During the Spring and Autumn Period, Qi Xiang Guan Zhong sent people to Hengshan State to deliberately raise the price to purchase ordnance in order to obtain Hengshan State. Seeing that it was profitable, the monarch of Hengshan encouraged the people to give up agricultural production and make every effort to build armaments and sell them to the State of Qi. Guan Zhong saw that Hengshan State had taken the bait, so he bought grain from countries around Hengshan Country at a high price, and then sent troops to Hengshan Country. Hengshan State was almost sold out of arms, and could not buy food, so he had to surrender. Although Spain is not as poor as the small country of Hengshan, only money remains, but its emphasis on money and contempt for productivity has had a disastrous effect.
Spain's American colonies
Inflation was the first curse brought to Spain by gold and silver in the Americas, and money, like ordinary goods, naturally depreciated if supply exceeded demand. After a large amount of gold and silver flowed into Europe to solve the "silver shortage", a "price revolution" that lasted for more than a century followed. From 1500 to 1620, prices in Spain increased fourfold in more than a century. Unlike the price increase caused by the indiscriminate issuance of bad money and paper money since then, the 4-fold increase here is the depreciation of the currency. From the royal family down to the common people, they all suffered heavy losses in this "price revolution". The Spanish crown's gold and silver shrank in the devaluation of the currency, and it was unable to cope with the protracted war. Feudal lords received fixed monetary rent on long-term contracts, which shrank as the currency depreciated, and many lords were on the verge of bankruptcy. The people at the bottom are the biggest victims, their incomes are rising far from keeping up with prices, and their purchasing power and living standards are falling sharply.

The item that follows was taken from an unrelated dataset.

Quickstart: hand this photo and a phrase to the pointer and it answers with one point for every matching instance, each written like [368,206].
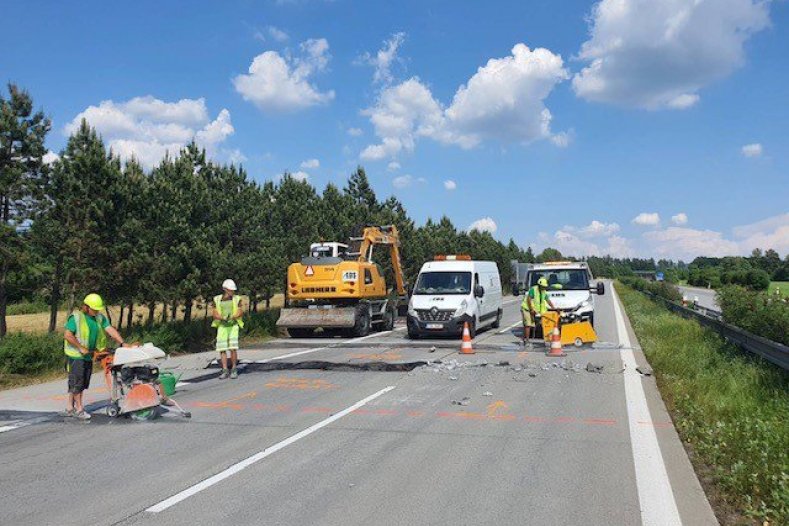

Inflation was followed by a second curse—the bankruptcy of industry and commerce. On the one hand, the purchasing power of the people has declined, resulting in an increasingly narrow domestic market, and local goods cannot expand production and spread costs. On the other hand, inflation caused high production costs, and raw materials or labor that could be obtained for one gold coin in England could cost ten gold coins in Spain. As a result, Spanish goods are not competitive internationally, and even foreign goods are beaten in the domestic market. Under the internal and external attack, Spain's native industry and commerce were completely defeated and became a backward agricultural country.
In 1776, Adam Smith, the "father of economics" in Britain, published the magnum opus "The Wealth of Nations" on liberal economics, in which Adam Smith used Spain as a negative example and attacked the idea that "money is strong in many countries". It is argued that a country's wealth ultimately depends on the products of labor that a country can use to exchange with other countries, and therefore productivity is the most important source of a country's wealth. To become a rich country, it is necessary to develop its own productive forces, and then vigorously develop foreign trade on the basis of expanding productive forces and earn economic benefits in trade. However, when "The Wealth of Nations" was born, Spain was already terminally ill and unable to return from the "curse" of American gold and silver. When the gold and silver of the Americas were exhausted and colonial rule collapsed, the last rays of the afterglow of Spain were setting.